Apollo BDC leverage hike may boost assets by $1bn

The New York-based firm has spent $2.25m on lobbying costs in Washington since 2012, mainly on the BDC bill, public data show.

Apollo Investment Corporation (AINV) has proceeded with its plans to utilise additional leverage capacity, which could result in an additional $900 million-$1 billion in assets in excess of its current target leverage.

The New York-based firm adjusted its operating leverage ratio to 1.25x-1.4x, which follows a vote by the BDC’s board of directors to increase its maximum debt-to-equity ratio from 1:1 to 2:1. It is currently at 0.56x, while its net leverage ratio is 0.57x.

Previously that target had been 0.65x-0.75x, management said on Friday’s earnings call. Upping operating leverage from the middle of that range, 0.7x, to 1.4x would result in the above asset increase in dollar terms.

AINV is in negotiations with its lenders to alter its leverage covenants, management said on a Friday earnings call.

In addition, the firm adopted a tiered management fee structure, reducing that levy from 2 percent to 1.5 percent for gross assets up to a 1:1 ratio and a 1 percent fee for gross assets in excess of 1:1. The change will lessen, or mitigate, any increase in fees paid as a result of the leverage increase because management fees are paid on gross assets.

The firm also introduced a 12-month look-back total return requirement for its incentive fee, which will begin 1 January of next year. For 1 April to 31 December, the firm reduced its incentive fee from 20 percent to 15 percent.

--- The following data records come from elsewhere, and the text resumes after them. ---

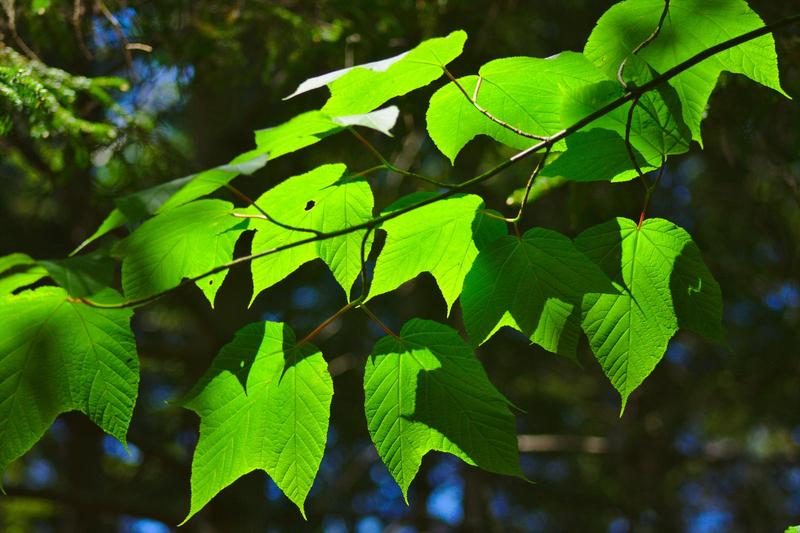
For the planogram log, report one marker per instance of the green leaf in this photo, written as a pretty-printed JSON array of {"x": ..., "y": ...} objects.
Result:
[
  {"x": 690, "y": 27},
  {"x": 264, "y": 405},
  {"x": 40, "y": 6},
  {"x": 426, "y": 391},
  {"x": 311, "y": 127},
  {"x": 180, "y": 243},
  {"x": 82, "y": 275},
  {"x": 663, "y": 285},
  {"x": 58, "y": 356},
  {"x": 441, "y": 238},
  {"x": 362, "y": 88},
  {"x": 524, "y": 92},
  {"x": 657, "y": 129},
  {"x": 595, "y": 155},
  {"x": 7, "y": 262},
  {"x": 18, "y": 270},
  {"x": 16, "y": 279},
  {"x": 324, "y": 200},
  {"x": 299, "y": 132},
  {"x": 534, "y": 284}
]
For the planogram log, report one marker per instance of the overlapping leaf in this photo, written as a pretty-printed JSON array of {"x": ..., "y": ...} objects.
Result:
[
  {"x": 442, "y": 238},
  {"x": 657, "y": 129},
  {"x": 362, "y": 88},
  {"x": 690, "y": 27},
  {"x": 18, "y": 270},
  {"x": 297, "y": 133},
  {"x": 324, "y": 200},
  {"x": 264, "y": 405},
  {"x": 524, "y": 92},
  {"x": 663, "y": 285},
  {"x": 180, "y": 243},
  {"x": 534, "y": 284},
  {"x": 58, "y": 356},
  {"x": 425, "y": 390}
]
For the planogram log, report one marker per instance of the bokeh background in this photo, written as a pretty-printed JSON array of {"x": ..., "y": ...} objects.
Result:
[{"x": 711, "y": 441}]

The hurdle rate will remain unchanged at 7 percent.

S&P announced on Monday it put AINV’s BBB- credit rating on negative watch due to its upping of its operating leverage target. The ratings agency had previously cut the BDC’s rating after its board approved a measure allowing AINV to increase its debt-to-equity ratio.

Chief financial officer Gregory Hunt addressed S&P’s downgrade on the call: “While we’re disappointed in S&P’s actions, which we believe are rooted in their view of the industry and not AINV specifically, we do not believe that their action is an impediment to our successful execution of our go forward strategy. We look forward to working with all the rating agencies in evaluating the impact of the new leverage rules.”

The 2:1 ratio is now the maximum leverage for BDCs after the US Congress passed the Small Business Credit Availability Act. Apollo Investment Management, AINV’s external manager, spent $2.25 million on lobbying costs since 2012 on legislation including the SBCAA, according to the Center for Responsive Politics, a Washington-based non-profit tracking money in politics. The database shows AINV has lobbied for various incarnations of increased leverage statutes since 2012.

AINV did not respond to request for comment on the lobbying.

Many of AINV’s competitors have said they are “willing to examine the possibility [of increasing] as time progresses”, the BDC’s chief executive Howard Widra said on a Friday earnings call, asserting the circumstances for AINV were different.

“We are fortunate to be in the unique position to already have all the origination necessary to implement a prudent and lower risk portfolio growth strategy with the increased leverage, and to have insight regarding how those assets perform over a cycle,” he said. “That is why we have taken such a clear position on our path forward upon passage of the act.”

The boards of FS Investment Corporation and Prospect Capital Corporation both voted to increase leverage capabilities, but following a negative guidance on BDCs from S&P, both boards later rescinded the measure.

AINV is not alone in moving forward with leverage increases, however. Other BDCs that have done so include Garrison Capital, while Ares Capital Corporation is supportive of changing its leverage ratio.

In addition to the leverage announcement and fee changes, several staff changes were announced. Widra took Jim Zelter’s place as AINV CEO, while Tanner Powell became president of the BDC, filling the role Widra is vacating. Powell will retain his title as chief investment officer.

AINV reported a net investment income of $31.9 million, or $0.15 a share, fully covering its $0.15 dividend. Net realised and unrealised losses of $11.3 million, or $0.05 a share, resulted in a $0.10 earnings per share. Its net asset value per share as of 31 March decreased slightly from the prior quarter to $6.56 from $6.60.

Some 50.35 percent of the BDC’s portfolio is in first lien senior secured loans, 31.41 percent is in second lien senior secured loans, 11.26 percent is in equity, 4.59 percent is in subordinated debt and 2.39 percent are in other securities, according to Thomson Reuters BDC Collateral.

That database also shows AINV’s largest sector exposures are to transportation (25.92 percent), business services (18.35 percent) and healthcare (11.26 percent). Of its book, 2.29 percent is on non-accrual at fair value and 3.34 percent at cost.